Orthotic and prosthetic (O&P) company Hanger Orthopedic’s third-quarter fiscal 2011 adjusted earnings of 46 cents a share beat the Zacks Consensus Estimate by a penny and surpassed the year-ago adjusted earnings of 37 cents. The adjusted earnings exclude the costs associated with acquisitions and the relocation of the company’s corporate headquarters from Bethesda, Maryland, to Austin, Texas.
Profit (as reported) more than doubled year over year to $15.4 million (or 45 cents a share), powered by a double-digit expansion in sales. The year ago quarter’s profit was hit by a hefty (roughly $8 million) relocation charge. Hanger recorded modest relocation expenses in the third quarter.
Revenues & Margins
Net sales surged 13.8% year over year to $235.3 million, just missing the Zacks Consensus Estimate of $236 million. Revenue growth was led by higher sales from Hanger’s therapeutic solutions division, powered by the Accelerated Care Plus (“ACP”) acquisition. Higher same center sales in the Patient Care Services division also contributed to the growth.
Patient-care services, distribution and therapeutic solutions segments represented 81.9%, 11.2% and 6.9% of total sales, respectively. Adjusted operating margin rose to 13.5% from 13% a year-ago, benefiting from contributions of the ACP acquisition.

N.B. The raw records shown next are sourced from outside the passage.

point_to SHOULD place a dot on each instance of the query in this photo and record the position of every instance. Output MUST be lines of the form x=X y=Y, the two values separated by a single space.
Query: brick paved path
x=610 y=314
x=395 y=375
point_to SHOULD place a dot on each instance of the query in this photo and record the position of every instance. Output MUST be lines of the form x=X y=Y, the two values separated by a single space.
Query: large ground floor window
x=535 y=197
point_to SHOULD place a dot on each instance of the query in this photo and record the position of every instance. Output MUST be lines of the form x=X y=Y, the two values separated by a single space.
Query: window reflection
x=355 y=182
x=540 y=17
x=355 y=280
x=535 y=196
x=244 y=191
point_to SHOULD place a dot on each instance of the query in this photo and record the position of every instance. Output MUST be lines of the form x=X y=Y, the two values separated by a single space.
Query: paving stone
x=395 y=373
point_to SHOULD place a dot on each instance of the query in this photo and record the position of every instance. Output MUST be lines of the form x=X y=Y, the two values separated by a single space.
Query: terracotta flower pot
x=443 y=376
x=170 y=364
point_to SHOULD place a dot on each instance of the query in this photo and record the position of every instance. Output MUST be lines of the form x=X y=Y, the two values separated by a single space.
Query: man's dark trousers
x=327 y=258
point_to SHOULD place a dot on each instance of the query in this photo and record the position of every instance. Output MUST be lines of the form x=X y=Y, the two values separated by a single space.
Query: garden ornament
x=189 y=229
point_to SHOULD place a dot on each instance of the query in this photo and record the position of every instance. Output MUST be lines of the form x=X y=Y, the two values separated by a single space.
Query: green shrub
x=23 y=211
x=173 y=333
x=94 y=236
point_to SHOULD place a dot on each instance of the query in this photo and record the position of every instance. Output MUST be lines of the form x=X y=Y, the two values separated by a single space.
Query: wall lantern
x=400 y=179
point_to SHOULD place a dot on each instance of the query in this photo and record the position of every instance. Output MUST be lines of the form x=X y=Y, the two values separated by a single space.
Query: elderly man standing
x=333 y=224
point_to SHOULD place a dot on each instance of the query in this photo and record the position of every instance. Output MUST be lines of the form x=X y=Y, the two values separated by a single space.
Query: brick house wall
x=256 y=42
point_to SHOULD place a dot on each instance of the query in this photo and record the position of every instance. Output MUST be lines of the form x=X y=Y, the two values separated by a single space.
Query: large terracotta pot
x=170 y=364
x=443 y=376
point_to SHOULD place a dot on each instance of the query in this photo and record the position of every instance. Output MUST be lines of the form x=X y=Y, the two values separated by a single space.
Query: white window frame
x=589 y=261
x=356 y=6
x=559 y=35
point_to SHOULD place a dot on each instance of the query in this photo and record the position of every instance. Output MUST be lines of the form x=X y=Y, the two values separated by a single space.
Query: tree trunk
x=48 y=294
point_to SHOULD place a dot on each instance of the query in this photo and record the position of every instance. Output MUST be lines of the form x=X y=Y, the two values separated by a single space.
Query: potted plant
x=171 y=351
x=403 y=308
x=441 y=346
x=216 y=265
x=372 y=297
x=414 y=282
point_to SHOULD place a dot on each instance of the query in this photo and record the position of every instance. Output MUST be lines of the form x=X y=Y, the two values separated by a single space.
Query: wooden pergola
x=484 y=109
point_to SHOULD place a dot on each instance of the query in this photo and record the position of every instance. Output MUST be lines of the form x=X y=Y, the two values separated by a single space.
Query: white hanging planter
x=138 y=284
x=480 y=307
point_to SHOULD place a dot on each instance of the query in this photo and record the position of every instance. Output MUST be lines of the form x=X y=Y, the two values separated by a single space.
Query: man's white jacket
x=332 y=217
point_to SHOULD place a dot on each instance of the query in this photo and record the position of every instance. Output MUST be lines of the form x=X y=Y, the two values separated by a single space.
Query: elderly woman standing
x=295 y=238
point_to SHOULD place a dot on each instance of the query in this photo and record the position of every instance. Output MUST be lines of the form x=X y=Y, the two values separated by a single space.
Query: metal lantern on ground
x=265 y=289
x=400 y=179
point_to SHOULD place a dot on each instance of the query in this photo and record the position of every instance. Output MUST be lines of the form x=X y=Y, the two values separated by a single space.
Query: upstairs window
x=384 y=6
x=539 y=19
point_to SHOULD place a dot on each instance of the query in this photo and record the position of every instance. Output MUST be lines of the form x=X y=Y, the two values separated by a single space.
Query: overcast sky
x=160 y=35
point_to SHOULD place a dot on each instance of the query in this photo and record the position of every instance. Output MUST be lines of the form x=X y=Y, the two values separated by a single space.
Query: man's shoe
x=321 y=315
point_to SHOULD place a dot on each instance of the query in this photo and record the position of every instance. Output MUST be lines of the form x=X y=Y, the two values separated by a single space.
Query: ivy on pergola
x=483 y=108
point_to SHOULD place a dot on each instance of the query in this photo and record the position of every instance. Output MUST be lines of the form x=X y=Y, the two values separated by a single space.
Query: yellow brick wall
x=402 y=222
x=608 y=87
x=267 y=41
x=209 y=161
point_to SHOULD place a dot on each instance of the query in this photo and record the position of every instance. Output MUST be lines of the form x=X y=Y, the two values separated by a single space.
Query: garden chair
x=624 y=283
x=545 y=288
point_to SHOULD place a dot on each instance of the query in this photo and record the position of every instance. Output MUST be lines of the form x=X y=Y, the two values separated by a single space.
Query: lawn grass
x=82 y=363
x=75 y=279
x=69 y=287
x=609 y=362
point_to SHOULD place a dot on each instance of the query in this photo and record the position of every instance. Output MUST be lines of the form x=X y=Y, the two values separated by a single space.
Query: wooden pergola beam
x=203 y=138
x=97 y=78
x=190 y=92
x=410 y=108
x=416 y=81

Hanger saw greater pressure on sales volumes and operating margin in the quarter.
Balance Sheet and Cash Flows
Hanger exited the quarter with cash and cash equivalents of roughly $31.4 million, down 67% year over year. Total debt increased roughly 25% year over year to $507.7 million. Cash flow from operations decreased roughly 24% year over year to $24.5 million.
Hanger has slashed its revenues and earnings forecasts for fiscal 2011 given the prevailing difficult operating backdrop. The company now expects adjusted earnings per share in the range of $1.59 to $1.62, down from its earlier forecast of $1.66 to $1.71.
Revenue target for the fiscal has been lowered to $914 million-$918 million from the prior projection of $945 million-$955 million. The current Zacks Consensus Estimates for revenues and earnings per share for 2011 are $924 million and $1.61, respectively.
For the fourth quarter, the company forecast adjusted earnings in the range of 49 cents to 52 cents a share on revenues of $243 million-$247 million. The current corresponding Zacks Consensus Estimates are $252 million and 50 cents, respectively.
Hanger now expects to generate operating cash flows of $70 million-$75 million (versus earlier view of $85 million-$95 million) for the full year and aims to increase operating margins by 20-40 basis points in its core business.
Hanger leads in the O&P patient care services market, operating across more than 680 patient care centers in the U.S. The company’s economies of scale are unmatched by competition, which include notable players in the O&P space such as Orthofix International , Conmed Corp. , Exactech Inc. and Owens & Minor Inc. .
To expand its geographic presence, Hanger continues to pursue small tuck-in acquisitions. The $155 million acquisition of ACP added a fresh avenue of growth.
Moreover, the company is poised to achieve meaningful cost synergies from its corporate relocation. However, we are cautious about the company’s exposure to reimbursement uncertainties and its aggressive acquisition strategy which has inherent risks. We currently have a Neutral rating on the stock.